La posizione espressa dal comandante dei Pasdaran è stata categorica: "Quando le minacce finiranno, il transito sicuro nello Stretto di Hormuz sarà garantito".
Questa affermazione si colloca in un quadro di persistenti tensioni internazionali che hanno ripetutamente coinvolto lo Stretto, un'arteria riconosciuta come nevralgica e insostituibile per la stabilità dell'economia globale e per la sicurezza energetica di numerosi Paesi dipendenti dalle sue rotte.
Lo Stretto di Hormuz: crocevia energetico e commerciale
Lo Stretto di Hormuz si configura come uno dei principali snodi mondiali per il trasporto di petrolio. La sua posizione geografica, incastonata tra il Golfo Persico e il Golfo di Oman, lo rende un imbuto naturale attraverso il quale transitano ogni giorno decine di navi cisterna. Queste imbarcazioni sono incaricate di convogliare ingenti volumi di combustibili fossili verso i mercati internazionali, alimentando le economie di tutto il pianeta.

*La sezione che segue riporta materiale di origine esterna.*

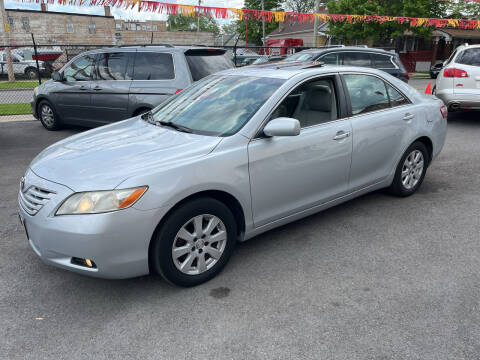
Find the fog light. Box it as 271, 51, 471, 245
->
71, 257, 97, 269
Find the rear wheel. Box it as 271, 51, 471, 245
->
37, 100, 61, 131
389, 141, 430, 197
150, 198, 237, 286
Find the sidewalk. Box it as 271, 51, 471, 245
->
0, 114, 35, 123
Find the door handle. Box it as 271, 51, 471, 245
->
333, 131, 350, 141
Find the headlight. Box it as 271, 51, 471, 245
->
55, 186, 148, 215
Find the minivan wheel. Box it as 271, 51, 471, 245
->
389, 141, 430, 197
37, 100, 60, 131
150, 198, 237, 287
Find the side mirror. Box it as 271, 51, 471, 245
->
52, 71, 63, 81
263, 117, 300, 136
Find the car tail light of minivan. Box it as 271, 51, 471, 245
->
443, 68, 468, 77
440, 105, 448, 119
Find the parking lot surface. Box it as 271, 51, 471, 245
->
0, 113, 480, 360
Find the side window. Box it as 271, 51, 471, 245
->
93, 53, 132, 80
456, 48, 480, 66
63, 54, 95, 82
344, 74, 390, 115
343, 51, 372, 67
372, 54, 396, 69
318, 53, 339, 65
385, 84, 409, 107
133, 52, 175, 80
270, 77, 338, 128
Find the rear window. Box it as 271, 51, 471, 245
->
371, 54, 396, 69
185, 49, 233, 81
133, 52, 175, 80
456, 48, 480, 66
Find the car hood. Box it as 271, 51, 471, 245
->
30, 118, 221, 191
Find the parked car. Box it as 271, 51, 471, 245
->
18, 66, 447, 286
434, 45, 480, 111
0, 51, 48, 80
430, 62, 443, 79
252, 55, 285, 65
284, 45, 410, 83
31, 45, 233, 130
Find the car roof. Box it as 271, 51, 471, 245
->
218, 61, 392, 80
296, 46, 396, 55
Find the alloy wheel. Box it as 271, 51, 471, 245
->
402, 150, 425, 190
172, 214, 227, 275
40, 104, 55, 127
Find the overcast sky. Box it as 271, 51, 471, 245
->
5, 0, 248, 22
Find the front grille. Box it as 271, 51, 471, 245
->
20, 186, 54, 216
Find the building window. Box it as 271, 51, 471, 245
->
22, 17, 30, 31
67, 21, 73, 34
7, 16, 14, 32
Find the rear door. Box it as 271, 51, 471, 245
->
453, 48, 480, 100
185, 49, 233, 81
91, 52, 135, 123
343, 73, 419, 192
129, 50, 182, 115
52, 54, 95, 123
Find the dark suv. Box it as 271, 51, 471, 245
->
31, 45, 233, 130
283, 45, 410, 83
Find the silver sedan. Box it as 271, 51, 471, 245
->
18, 64, 447, 286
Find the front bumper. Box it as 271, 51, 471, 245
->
18, 170, 163, 279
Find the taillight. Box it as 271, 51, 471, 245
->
443, 68, 468, 77
440, 105, 448, 119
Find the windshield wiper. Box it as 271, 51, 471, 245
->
156, 121, 193, 133
141, 111, 193, 133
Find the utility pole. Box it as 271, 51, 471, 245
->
197, 0, 202, 32
0, 0, 15, 82
262, 0, 265, 46
313, 0, 320, 46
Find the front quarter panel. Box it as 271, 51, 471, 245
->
118, 134, 252, 230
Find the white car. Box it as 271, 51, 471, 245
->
0, 51, 46, 79
435, 44, 480, 111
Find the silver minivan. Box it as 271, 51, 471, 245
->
31, 45, 233, 130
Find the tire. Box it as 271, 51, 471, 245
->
150, 198, 237, 287
37, 100, 61, 131
389, 141, 430, 197
25, 68, 38, 80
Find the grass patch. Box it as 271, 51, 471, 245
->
0, 103, 32, 116
0, 79, 47, 90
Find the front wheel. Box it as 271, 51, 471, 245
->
389, 141, 430, 197
150, 198, 237, 286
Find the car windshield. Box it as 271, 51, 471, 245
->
153, 75, 285, 136
282, 52, 315, 61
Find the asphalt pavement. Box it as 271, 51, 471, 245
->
0, 94, 480, 360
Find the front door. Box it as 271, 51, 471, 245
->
88, 52, 135, 123
53, 55, 94, 123
248, 77, 352, 227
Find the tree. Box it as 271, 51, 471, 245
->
235, 0, 282, 45
167, 15, 220, 34
285, 0, 315, 13
327, 0, 449, 42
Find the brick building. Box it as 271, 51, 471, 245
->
0, 4, 214, 45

La sicurezza di questa rotta marittima è pertanto considerata di importanza cruciale sia dagli operatori economici globali, che vedono in essa la garanzia della continuità delle forniture, sia dagli Stati che basano una parte significativa della loro prosperità e del loro fabbisogno energetico sulle risorse che transitano da quest'area strategica.
Le condizioni iraniane per la navigazione sicura
Il comandante dei Pasdaran ha ribadito con fermezza che la presenza di minacce nella regione costituisce il principale e insuperabile ostacolo alla piena garanzia di un passaggio sicuro per tutte le navi che intendono attraversare lo Stretto. Ha inoltre chiarito che l'Iran è pienamente disposto a svolgere un ruolo attivo e costruttivo nella protezione della navigazione commerciale internazionale, a condizione che vengano meno le attuali e pervasive condizioni di rischio.
Questa posizione ufficiale riflette non solo la volontà di mantenere aperto un dialogo costruttivo sulla sicurezza marittima, ma evidenzia anche, con decisione, la necessità imprescindibile di un contesto regionale che sia completamente privo di tensioni, pericoli e fattori destabilizzanti per il commercio e la pace.